Terpenoids are synthesized by several enzymes including terpene synthase (TPS) and are an integral part of plant interactions with the environment [40]. In our dataset, 11 TPS were differentially expressed after aphid infestation: TPS1, TPS2, TPS3, TPS5, TPS7, TPS8, TPS10, TPS11, TPS17, TPS23 and TPS26 (Supplemental Table 5). TPS5 and TPS23 were upregulated in CLA uninfested leaves of Mp708 compared to the other TPS genes that were upregulated in CLA uninfested Tx601 leaves.

To identify the variation in VOCs and terpenoids between the susceptible (Tx601) and resistant (Mp708) maize genotypes before CLA infestation, emitted plant volatiles were collected in a push-pull system for 8 h and analyzed using GC-MS. Table 2 summarizes the results of the 15 VOCs that were identified by the GC-MS. Eight VOCs were differentially emitted in both genotypes and were released in higher abundance in the Tx601 genotype, but six VOCs were absent for the Mp708 genotype. Among the six VOCs that were not present in the Mp708 genotype, five were volatile sesquiterpenes (α-ylangene, germacrene D, (E)-β-farnesene, α-muurolene and δ-cadinene), and one aromatic compound 3-hexen-1-ol-acetate. Two compounds linalool (monoterpene) and (E)-4,8-dimethylnona-1,3,7-triene (or DMNT; sesquiterpene) were present in both genotypes but significantly enriched in Tx601 plants (Table 2; Supplemental Fig. 1).

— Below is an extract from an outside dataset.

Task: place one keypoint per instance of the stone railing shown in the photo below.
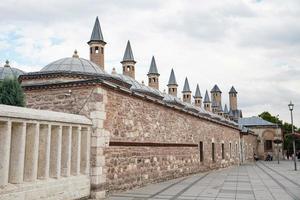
(43, 147)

Table 2 Constitutive volatile organic compounds (ng of compound/g of tissue) emitted by Mp708 and Tx601 genotypes


Maize inbred line, Mp708, provides resistance to diverse feeding guilds of insect pests [13, 41, 42]. Results presented in this study and our previous studies [13, 14, 18] demonstrated that different pathways are required for activating defenses in Mp708 against different insect pests. For example, combined actions of ET and JA are required for providing Mir1-CP-mediated defense against chewing insects in Mp708, whereas CLA feeding-induced expression of mir1 in Mp708 genotype is independent of the JA pathway and is dependent only on the ET pathway [13, 43, 44]. Furthermore, OPDA acts upstream of ET pathway in activating mir1-dependent defenses in maize against CLA [18]. In the current study, we unravelled that higher number of upregulated DEGs were found in Mp708 compared to Tx601 plants and a timely transcriptional reprogramming in Mp708 genotype after CLA infestation may be involved in Mp708’s resistance to CLA.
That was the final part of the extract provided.